Jörg Prophet (AfD) ergreift das Wort im Nordhäuser Kreistag in der Wiedigsburghalle.

Foto: Marco Kneise / Archiv

Nordhausen.  Ein AfD-Antrag findet Mehrheit im Nordhäuser Kreistag.

Der Stadtpark liegt direkt an der B 4. Das ist Fluch und Segen zugleich. Fußgänger, die auf der Seite vom Gehege, Park Hohenrode und Albert-Kuntz-Sportpark unterwegs sind, haben es tagsüber mitunter schwer, die Bundesstraße zu überqueren. „Nach der Einmündung des Beethovenrings bis zum Stauwehr in Krimderode gibt es aktuell keinen geschützten Fußgängerüberweg“, beklagt Jörg Prophet, AfD-Fraktionschef im Kreistag.

Deshalb hat seine Fraktion einen Antrag eingebracht. Landrat Matthias Jendricke (SPD) möge sich dafür einsetzen, dass im Bereich des Stadtparks eine Querungsmöglichkeit der B 4 geschaffen wird.

Prophets Argument: Die Stadt erhalte laut Vertrag über einen Zeitraum von fünf Jahren insgesamt 500.000 Euro, um das Umfeld des Albert-Kuntz-Sportparks zu erschließen. Da könne der Kreis wohl auch mal punktuell Einfluss nehmen, wofür das Geld genutzt wird.
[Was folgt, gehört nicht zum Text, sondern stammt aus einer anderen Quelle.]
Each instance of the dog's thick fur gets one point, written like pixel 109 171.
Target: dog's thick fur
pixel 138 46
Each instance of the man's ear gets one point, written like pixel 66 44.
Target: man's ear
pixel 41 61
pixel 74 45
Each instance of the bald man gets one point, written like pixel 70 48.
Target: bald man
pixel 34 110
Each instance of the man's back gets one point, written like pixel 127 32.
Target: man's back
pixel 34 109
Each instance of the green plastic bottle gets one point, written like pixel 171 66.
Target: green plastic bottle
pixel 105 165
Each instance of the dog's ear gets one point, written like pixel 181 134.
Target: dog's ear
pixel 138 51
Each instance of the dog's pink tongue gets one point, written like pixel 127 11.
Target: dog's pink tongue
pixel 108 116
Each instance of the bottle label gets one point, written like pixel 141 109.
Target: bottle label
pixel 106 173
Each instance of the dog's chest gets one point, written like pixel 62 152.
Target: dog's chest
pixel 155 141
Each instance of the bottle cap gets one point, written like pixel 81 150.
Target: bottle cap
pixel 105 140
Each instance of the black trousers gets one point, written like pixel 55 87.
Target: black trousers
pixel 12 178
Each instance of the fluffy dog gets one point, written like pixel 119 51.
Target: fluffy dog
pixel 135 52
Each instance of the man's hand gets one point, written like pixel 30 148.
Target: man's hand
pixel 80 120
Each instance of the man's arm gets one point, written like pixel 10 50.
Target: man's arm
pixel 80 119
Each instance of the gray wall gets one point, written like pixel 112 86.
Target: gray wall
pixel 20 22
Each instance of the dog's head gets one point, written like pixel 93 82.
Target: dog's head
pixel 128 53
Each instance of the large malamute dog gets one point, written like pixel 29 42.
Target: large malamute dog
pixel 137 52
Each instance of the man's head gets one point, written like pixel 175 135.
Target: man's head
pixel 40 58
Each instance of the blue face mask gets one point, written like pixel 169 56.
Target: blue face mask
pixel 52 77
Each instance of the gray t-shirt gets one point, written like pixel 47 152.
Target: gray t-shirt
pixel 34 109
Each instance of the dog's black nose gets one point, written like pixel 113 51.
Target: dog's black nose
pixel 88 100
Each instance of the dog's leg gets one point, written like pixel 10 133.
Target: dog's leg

Jendricke begrüßt den Vorschlag zum Bau einer Querungshilfe. Das Umsetzen der Idee hänge aber „nicht allein von uns ab“. Jedoch hoffe er auf die Gesprächsbereitschaft der Stadt, sagt der Landrat.

Mit 18 Ja-Stimmen spricht sich die Mehrheit des Kreistages für den AfD-Antrag aus. Sechs Mitglieder sind dagegen, neun enthalten sich.